Depois de alguns dos maiores veículos noticiosos da China exibirem imagens dos animais em jaulas onde mal conseguiam se mexer, a empresa revogou o pedido. Mas, apesar das denúncias de que os animais resgatados eram encontrados com sinais de tortura, o chefe da administração estatal de medicamentos tradicionais chineses, Fang Shuting, sugeriu na ocasião que os ursos gostavam do processo, que era "natural, fácil e indolor".

Quatro anos depois, outra farmacêutica, a Kaibao, anunciou ter encontrado uma fórmula sintética com as mesmas propriedades da bile de urso, o que pode significar o fim das fazendas de extração. O projeto recebeu investimentos do governo chinês, mas um dos maiores desafios é convencer a população a abandonar o consumo dos medicamentos que usam a matéria-prima.

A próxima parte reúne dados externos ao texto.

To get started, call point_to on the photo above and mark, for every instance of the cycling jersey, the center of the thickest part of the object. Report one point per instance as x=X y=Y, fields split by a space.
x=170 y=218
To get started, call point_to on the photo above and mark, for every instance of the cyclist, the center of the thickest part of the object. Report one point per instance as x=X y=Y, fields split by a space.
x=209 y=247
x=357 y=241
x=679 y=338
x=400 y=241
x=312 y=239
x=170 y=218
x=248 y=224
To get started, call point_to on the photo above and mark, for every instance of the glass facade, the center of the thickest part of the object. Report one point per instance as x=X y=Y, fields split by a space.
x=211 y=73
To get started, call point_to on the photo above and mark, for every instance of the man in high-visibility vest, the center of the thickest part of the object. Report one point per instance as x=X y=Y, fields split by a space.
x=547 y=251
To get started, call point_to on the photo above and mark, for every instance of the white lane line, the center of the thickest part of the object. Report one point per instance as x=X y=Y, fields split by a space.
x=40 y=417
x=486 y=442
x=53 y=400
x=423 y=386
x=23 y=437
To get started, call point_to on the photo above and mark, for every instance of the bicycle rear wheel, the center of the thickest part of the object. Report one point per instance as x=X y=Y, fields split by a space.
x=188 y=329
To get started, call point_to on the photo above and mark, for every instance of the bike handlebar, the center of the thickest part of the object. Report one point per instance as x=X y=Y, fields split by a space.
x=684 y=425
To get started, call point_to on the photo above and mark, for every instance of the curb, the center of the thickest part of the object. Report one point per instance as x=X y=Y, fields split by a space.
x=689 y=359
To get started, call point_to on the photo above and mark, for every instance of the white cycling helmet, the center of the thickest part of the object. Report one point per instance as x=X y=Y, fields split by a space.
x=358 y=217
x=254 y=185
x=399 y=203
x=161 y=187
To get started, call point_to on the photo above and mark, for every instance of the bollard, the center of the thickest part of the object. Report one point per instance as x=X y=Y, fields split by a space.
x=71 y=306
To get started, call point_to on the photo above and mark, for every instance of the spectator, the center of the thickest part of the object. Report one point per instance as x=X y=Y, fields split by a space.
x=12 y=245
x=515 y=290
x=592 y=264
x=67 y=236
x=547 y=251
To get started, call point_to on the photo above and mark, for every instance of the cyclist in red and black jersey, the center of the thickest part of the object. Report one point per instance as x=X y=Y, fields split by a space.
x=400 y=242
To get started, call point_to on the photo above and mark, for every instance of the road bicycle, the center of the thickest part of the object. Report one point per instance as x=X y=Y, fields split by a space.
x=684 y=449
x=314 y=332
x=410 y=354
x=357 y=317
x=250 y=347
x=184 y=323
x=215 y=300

A fundação Animals Asia, que atua pelo fim da prática, calcula que mais de 10 mil ursos vivem em fazendas de extração na China e cerca de 1.200 no Vietnã, mas também há relatos de criações no Laos e em outros países asiáticos.

Gaiolas para ordenhas

De acordo com organização, os ursos são capturados ainda filhotes, vendidos às fazendas por cerca de US$ 2.000 e mantidos em gaiolas entre 10 a 20 anos. Quando adultos, sofrem uma incisão no abdômen por onde são inseridos os tubos que recolhem o líquido biliar.

A "ordenha", como é chamado o procedimento, acontece enquanto os animais se alimentam, momento em que a bile circula pelo organismo.

A organização construiu santuários ao norte de Hanói, capital vietnamita, e na China, onde abriga ursos resgatados --na China, são cerca de 250 animais no local.